Doch auch auf der institutionellen Seite der Kitas bringt der Fachkräftemangel Probleme und Überforderungen mit sich: Die Einrichtungen haben nicht ausreichend Zeit, die Mitarbeitenden auf die Veränderungen, wie zusätzliche Bürokratie, Arbeiten in interdisziplinären Teams sowie auf medizinische und heilpädagogische Sachkenntnisse vorzubereiten und entsprechend zu schulen. Viele Kita-Leitungen befürchten dadurch einen Qualitätsverlust. So auch die Leitung der inklusiven Kinderkrippe Gertrud Dewald aus Trier: „Anstelle von einer generellen Pauschalisierung für alle Inklusionsplätze sollen in Zukunft entsprechend dem individuellen Bedarf eines jeden Kindes Stundenkontingente flexibel aufgesattelt werden. Die Qualität eines inklusiven Konzepts hängt von der Qualität des gesamten Teams ab. Ein deutlich kleineres Stammteam, welches je nach Bedarf vorübergehend um verschiedene, oft gering qualifizierte Integrationshilfen aufgestockt wird, wird zwangsweise zur Senkung der Qualität unserer Arbeit führen. Der Personalkörper müsste ständig angepasst werden. Dies lassen weder Fachkräftemangel noch das Arbeitsrecht zu. Mitarbeitende bewerben sich nicht auf befristete Verträge, wenn zudem das Vertragsvolumen ständig variiert.“
nestwärme e.V. Deutschland setzt mit ihrem inklusiven Kita-Konzept genau an diesen Stellschrauben an. „Wir verfolgen das Ziel, jedem Kind die bestmögliche Betreuung zu geben, damit die Kinder nach ihrem individuellen Tempo Fähigkeiten und Fertigkeiten entwickeln können“, so Elisabeth Schuh.
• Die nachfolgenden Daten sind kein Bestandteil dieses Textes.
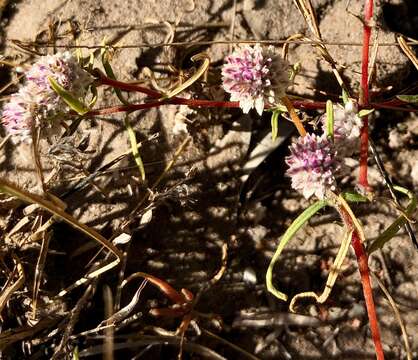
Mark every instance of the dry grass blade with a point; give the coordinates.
(397, 315)
(407, 50)
(203, 351)
(126, 310)
(306, 9)
(5, 140)
(25, 196)
(246, 354)
(39, 270)
(332, 276)
(199, 72)
(74, 316)
(109, 331)
(11, 285)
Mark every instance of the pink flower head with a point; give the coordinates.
(255, 77)
(36, 103)
(312, 165)
(17, 117)
(347, 126)
(65, 70)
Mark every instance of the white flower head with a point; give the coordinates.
(313, 165)
(255, 77)
(65, 70)
(36, 104)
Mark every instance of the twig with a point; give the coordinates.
(357, 239)
(364, 93)
(75, 314)
(201, 43)
(397, 315)
(389, 184)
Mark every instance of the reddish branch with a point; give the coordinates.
(362, 261)
(364, 93)
(362, 258)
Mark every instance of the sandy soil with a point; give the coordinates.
(204, 204)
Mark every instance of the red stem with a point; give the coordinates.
(363, 266)
(362, 260)
(364, 93)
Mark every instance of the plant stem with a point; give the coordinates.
(363, 266)
(295, 118)
(362, 260)
(364, 93)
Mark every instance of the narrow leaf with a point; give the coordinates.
(75, 104)
(391, 231)
(330, 119)
(275, 124)
(354, 197)
(412, 99)
(345, 96)
(134, 147)
(365, 112)
(290, 232)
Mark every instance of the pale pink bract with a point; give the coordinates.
(255, 77)
(313, 164)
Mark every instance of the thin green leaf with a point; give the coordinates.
(365, 112)
(134, 147)
(109, 71)
(93, 90)
(354, 197)
(412, 99)
(345, 96)
(275, 124)
(330, 119)
(391, 231)
(75, 354)
(75, 104)
(290, 232)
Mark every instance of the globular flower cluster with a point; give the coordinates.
(255, 77)
(36, 103)
(313, 164)
(347, 127)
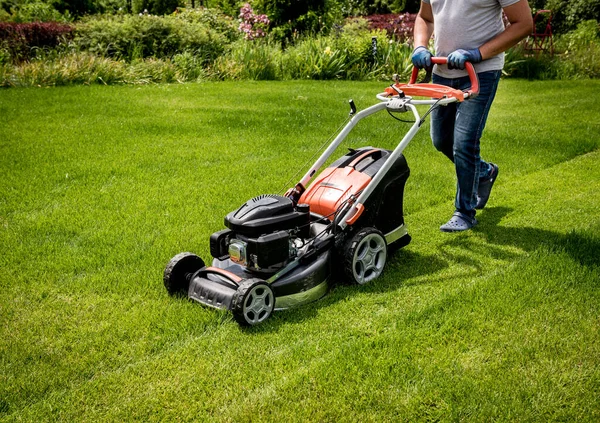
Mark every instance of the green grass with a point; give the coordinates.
(101, 186)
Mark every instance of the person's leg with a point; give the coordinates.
(442, 123)
(471, 117)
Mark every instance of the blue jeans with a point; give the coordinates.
(456, 131)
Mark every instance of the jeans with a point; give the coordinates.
(456, 131)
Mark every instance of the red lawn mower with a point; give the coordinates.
(281, 251)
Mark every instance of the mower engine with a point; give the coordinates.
(264, 234)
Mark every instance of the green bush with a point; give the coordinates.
(156, 7)
(134, 37)
(189, 67)
(22, 41)
(581, 51)
(567, 14)
(255, 60)
(577, 56)
(36, 11)
(314, 58)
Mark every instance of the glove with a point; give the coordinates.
(457, 59)
(421, 57)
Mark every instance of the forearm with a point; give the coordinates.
(422, 32)
(521, 24)
(423, 29)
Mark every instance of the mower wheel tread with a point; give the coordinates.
(175, 276)
(241, 296)
(365, 250)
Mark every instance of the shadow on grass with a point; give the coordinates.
(583, 248)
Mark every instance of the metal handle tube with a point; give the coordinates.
(384, 169)
(338, 140)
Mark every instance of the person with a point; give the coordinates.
(467, 31)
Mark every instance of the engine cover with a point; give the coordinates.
(265, 214)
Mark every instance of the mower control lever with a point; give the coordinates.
(352, 107)
(473, 91)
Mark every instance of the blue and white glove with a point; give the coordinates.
(421, 58)
(458, 58)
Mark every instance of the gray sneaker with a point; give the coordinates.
(485, 188)
(459, 222)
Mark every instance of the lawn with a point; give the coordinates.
(101, 186)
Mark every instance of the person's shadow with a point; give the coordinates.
(583, 248)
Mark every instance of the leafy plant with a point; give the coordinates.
(132, 37)
(20, 41)
(255, 60)
(251, 24)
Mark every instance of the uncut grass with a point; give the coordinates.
(102, 185)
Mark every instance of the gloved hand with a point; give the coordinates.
(457, 59)
(421, 57)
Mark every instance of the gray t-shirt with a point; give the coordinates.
(466, 24)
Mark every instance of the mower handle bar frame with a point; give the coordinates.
(434, 91)
(394, 103)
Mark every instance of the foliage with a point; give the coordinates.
(581, 57)
(366, 7)
(212, 18)
(577, 57)
(156, 7)
(131, 37)
(255, 60)
(36, 11)
(290, 18)
(397, 26)
(21, 41)
(567, 14)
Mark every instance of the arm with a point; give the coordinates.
(521, 24)
(423, 25)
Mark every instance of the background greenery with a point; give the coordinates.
(101, 186)
(323, 39)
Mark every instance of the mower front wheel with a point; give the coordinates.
(365, 255)
(253, 302)
(179, 271)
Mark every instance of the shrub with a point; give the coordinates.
(252, 25)
(85, 68)
(20, 41)
(397, 26)
(255, 60)
(35, 11)
(314, 58)
(567, 14)
(133, 37)
(581, 57)
(215, 20)
(156, 7)
(189, 67)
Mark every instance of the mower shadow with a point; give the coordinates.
(405, 264)
(583, 248)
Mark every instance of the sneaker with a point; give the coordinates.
(485, 188)
(459, 222)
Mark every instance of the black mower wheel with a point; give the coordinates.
(253, 302)
(365, 255)
(179, 271)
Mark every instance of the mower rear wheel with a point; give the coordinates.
(365, 255)
(179, 272)
(253, 302)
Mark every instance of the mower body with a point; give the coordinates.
(285, 243)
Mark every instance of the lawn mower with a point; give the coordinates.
(281, 251)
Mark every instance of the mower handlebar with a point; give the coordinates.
(473, 91)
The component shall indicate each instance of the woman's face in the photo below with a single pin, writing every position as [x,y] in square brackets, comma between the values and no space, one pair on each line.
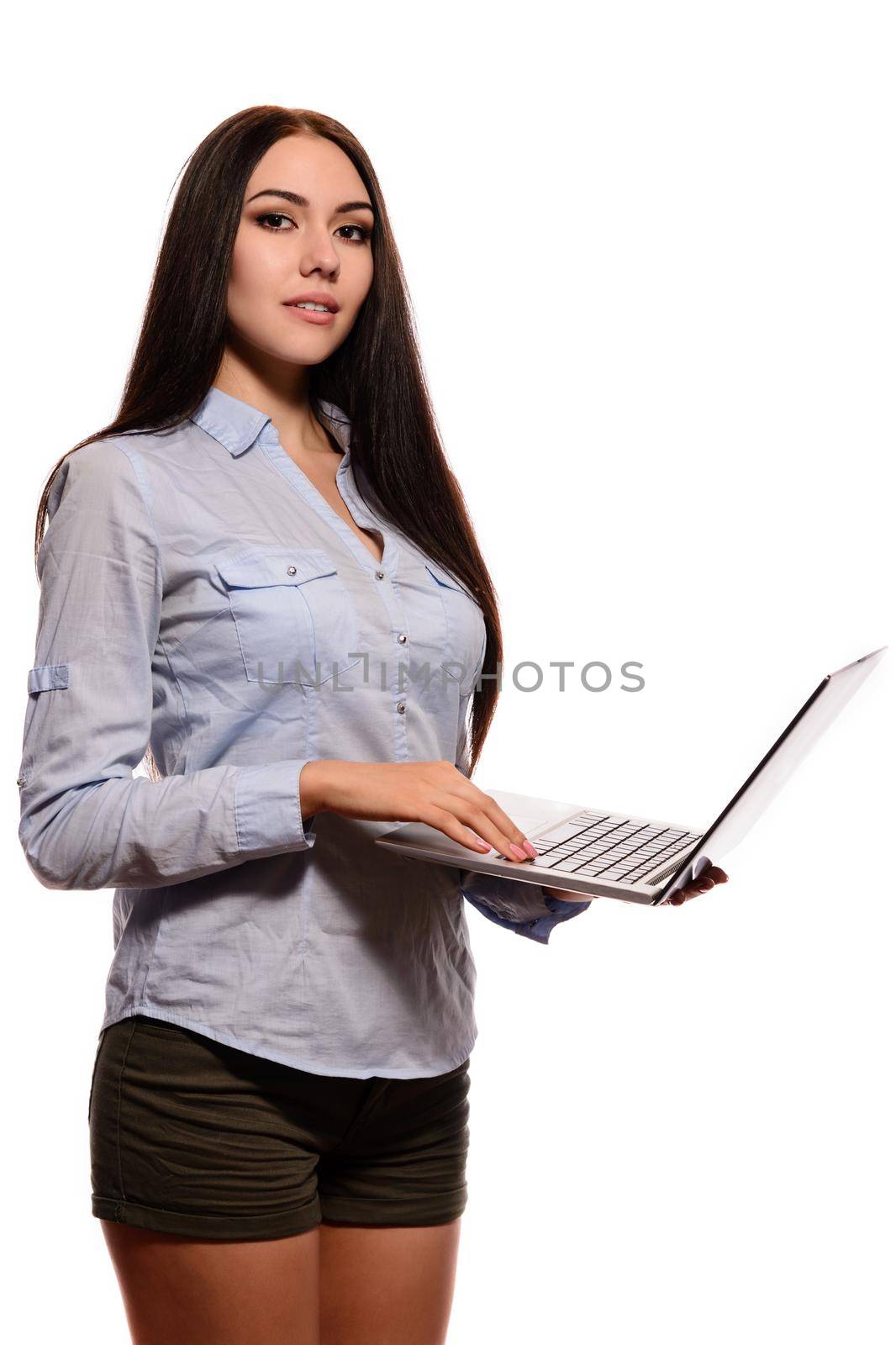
[288,248]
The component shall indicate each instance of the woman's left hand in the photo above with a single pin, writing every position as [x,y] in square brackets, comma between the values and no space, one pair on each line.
[708,878]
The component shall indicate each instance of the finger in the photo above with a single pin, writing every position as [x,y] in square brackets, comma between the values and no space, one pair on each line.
[503,826]
[479,820]
[467,829]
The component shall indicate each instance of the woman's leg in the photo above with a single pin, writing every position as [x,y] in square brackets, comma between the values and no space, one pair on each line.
[387,1286]
[192,1291]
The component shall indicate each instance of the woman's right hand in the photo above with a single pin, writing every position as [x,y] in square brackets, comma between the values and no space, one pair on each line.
[435,793]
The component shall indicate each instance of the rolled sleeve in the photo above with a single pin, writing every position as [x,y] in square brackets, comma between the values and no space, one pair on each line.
[269,809]
[87,820]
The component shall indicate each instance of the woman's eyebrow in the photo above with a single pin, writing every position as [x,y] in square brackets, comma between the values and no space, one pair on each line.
[303,201]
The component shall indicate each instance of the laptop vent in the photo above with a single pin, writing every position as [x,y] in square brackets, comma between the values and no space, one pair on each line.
[665,873]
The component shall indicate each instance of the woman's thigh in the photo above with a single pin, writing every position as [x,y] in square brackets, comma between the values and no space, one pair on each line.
[188,1291]
[387,1286]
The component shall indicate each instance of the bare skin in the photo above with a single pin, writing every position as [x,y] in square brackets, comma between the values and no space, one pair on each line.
[336,1284]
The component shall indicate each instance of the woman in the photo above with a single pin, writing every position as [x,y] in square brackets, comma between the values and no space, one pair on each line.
[244,575]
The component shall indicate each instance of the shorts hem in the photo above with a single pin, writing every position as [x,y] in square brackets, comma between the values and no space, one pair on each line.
[394,1214]
[217,1227]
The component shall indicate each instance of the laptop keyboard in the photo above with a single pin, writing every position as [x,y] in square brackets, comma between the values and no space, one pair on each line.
[602,845]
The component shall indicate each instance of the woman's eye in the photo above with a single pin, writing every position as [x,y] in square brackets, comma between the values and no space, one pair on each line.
[273,214]
[276,229]
[360,229]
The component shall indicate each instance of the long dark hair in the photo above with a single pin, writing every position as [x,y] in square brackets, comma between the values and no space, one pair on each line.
[376,376]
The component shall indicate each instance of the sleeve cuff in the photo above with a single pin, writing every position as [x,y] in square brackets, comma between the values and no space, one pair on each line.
[268,810]
[532,912]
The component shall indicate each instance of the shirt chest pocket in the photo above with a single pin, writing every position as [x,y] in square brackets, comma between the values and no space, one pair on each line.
[293,616]
[465,627]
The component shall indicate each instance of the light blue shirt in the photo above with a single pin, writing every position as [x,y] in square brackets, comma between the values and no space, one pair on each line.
[199,595]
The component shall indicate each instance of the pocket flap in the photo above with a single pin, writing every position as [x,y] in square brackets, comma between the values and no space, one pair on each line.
[266,568]
[49,677]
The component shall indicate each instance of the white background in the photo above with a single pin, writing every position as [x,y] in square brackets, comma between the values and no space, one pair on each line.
[650,249]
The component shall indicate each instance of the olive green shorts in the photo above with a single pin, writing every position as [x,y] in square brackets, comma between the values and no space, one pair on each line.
[192,1137]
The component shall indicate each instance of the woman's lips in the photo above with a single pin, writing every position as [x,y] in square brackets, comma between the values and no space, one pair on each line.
[311,315]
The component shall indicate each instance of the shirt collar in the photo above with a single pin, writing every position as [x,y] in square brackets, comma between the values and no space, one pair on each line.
[237,425]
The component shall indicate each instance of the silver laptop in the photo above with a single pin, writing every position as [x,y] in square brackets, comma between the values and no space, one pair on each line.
[611,854]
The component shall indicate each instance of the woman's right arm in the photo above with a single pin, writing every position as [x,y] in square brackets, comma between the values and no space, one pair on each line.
[87,820]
Ein besonderer Fokus liege dabei auf der ganzheitlichen Begleitung der Kinder durch ein Team von pädagogischen, heilpädagogischen, therapeutischen und pflegenden Fachkräften, bei denen besonders ein gutes soziales Miteinander, die „Herzensbildung“, im Vordergrund stehen. Dafür setze das Konzept übergreifend qualifizierte Mitarbeiter:innen (Erzieher:innen, Pflegekräfte, Therapeut:innen, Sozial- und Heilpädagog:innen etc.) für alle Kinder ein und verzichtet bis auf wenige Ausnahmen auf Einzelassistenz für Kinder mit Behinderungen. Damit schafft die inklusive nestwärme e. V. Kinderkrippe bestmögliche Perspektiven für die Entwicklung, Bildung und Gleichberechtigung sowie für ein selbstbestimmtes Leben und die Chancengleichheit aller Kinder, egal ob mit oder ohne Behinderung. Das Konzept sei laut Elisabeth Schuh ein gutes Beispiel für eine funktionierende Inklusion ohne individuellen Mehraufwand und könne sowohl den Kindern als auch den Einrichtungen zugutekommen. „Wir appellieren daher an die Politik, eine Pauschalfinanzierung für Inklusionsplätze auch weiterhin zu ermöglichen, damit jedes Kind die Betreuung erfahren kann, die ihm zusteht“, fasst Elisabeth Schuh zusammen.